TRR: What challenges do you see regulators and legislators facing in implementing a centralized cryptocurrency scheme?
One of the challenges is the complexity of our national and global regulatory frameworks. Digital assets move across jurisdictions and therefore necessitate global coordination. This is why I advocate a collaborative process. Another challenge is seeking to understand the incredible pace of development of technology. I believe that as policymakers, we are obligated to stay at the forefront of innovation. Understanding the technology and its rapid developments enables us to set forth robust and strong regulatory frameworks while supporting responsible innovation.
TRR: What are some potentially harmful uses of emerging cryptocurrency technology? How can policymakers address these uses?
Without question, criminal activity in cryptocurrency has been pervasive. Examples of this include the allegations surrounding the FTX fraud and bankruptcy, the Terra Luna crypto crash, and the enforcement action against Binance for anti-money laundering and violations of our sanction laws. Other examples of dangers include cybercrime such as theft, scams, or exploitation of security vulnerabilities. Such unacceptable activities have been, and must continue to be, met with swift, sure, and powerful enforcement based on clear and comprehensive crypto regulations.
TRR: You sit on the oversight board for the International Telecommunications Union at the United Nations, where AI for Good is housed, and you also lead AI in Finance for AI for Good and the expert workshops on generative AI at the United Nations Summit in Geneva. What are the potential issues surrounding AI regulation that you are focused on, and how should regulators address them?
In my remarks at the AI for Good Summit in Geneva last July, I noted that AI holds great promise while posing unprecedented challenges. To name just a few, institutions must ensure their interfaces are secure, sensitive data are protected, AI models are properly trained, and customers are treated fairly and ethically. Moreover, AI is advancing at a tremendously accelerated pace. For AI in finance, I proposed a tripartite framework to welcome AI’s potential while protecting society and maintaining financial stability. The framework I have proposed is grounded in national laws, international coordination, and industry standard setting.

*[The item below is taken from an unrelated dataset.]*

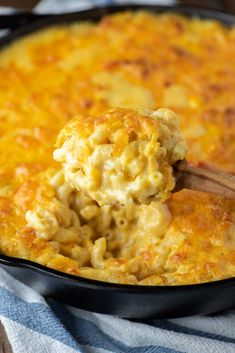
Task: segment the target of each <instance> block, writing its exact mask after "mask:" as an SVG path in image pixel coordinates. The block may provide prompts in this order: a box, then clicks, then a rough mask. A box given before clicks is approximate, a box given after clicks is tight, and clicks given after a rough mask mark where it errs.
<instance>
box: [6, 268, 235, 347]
mask: <svg viewBox="0 0 235 353" xmlns="http://www.w3.org/2000/svg"><path fill="white" fill-rule="evenodd" d="M0 352H1V353H12V352H14V353H73V352H86V353H93V352H94V353H105V352H113V353H122V352H127V353H154V352H156V353H178V352H187V353H234V352H235V311H234V312H229V313H224V314H222V315H219V316H205V317H189V318H182V319H172V320H145V321H138V322H135V321H129V320H124V319H119V318H116V317H113V316H109V315H101V314H96V313H90V312H86V311H83V310H79V309H75V308H72V307H70V306H67V305H63V304H61V303H58V302H56V301H54V300H52V299H45V298H43V297H42V296H40V295H39V294H38V293H36V292H35V291H34V290H32V289H31V288H29V287H27V286H25V285H24V284H22V283H20V282H19V281H18V280H16V279H14V278H13V277H11V276H10V275H9V274H7V273H6V272H5V271H3V270H2V269H0Z"/></svg>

TRR: Are there downsides to implementing regulation this early in the lifecycle of AI innovation? Have you encountered any alternatives to regulation that might avoid a potentially detrimental chilling effect on the AI industry?
I believe that policymakers should be at the forefront of developments in AI innovation. They should be informed about technological developments as they are taking place, and continuously learning so as to shape public policy. There are some areas where strong regulation is immediately necessary, such as to protect citizens from criminal activity. In other areas, a more principles-based approach may be appropriate to protect society while fostering responsible innovation.
The Sunday Spotlight is a recurring feature of The Regulatory Review that periodically shares conversations with leaders and thinkers in the field of regulation and, in doing so, shines a light on important regulatory topics and ideas.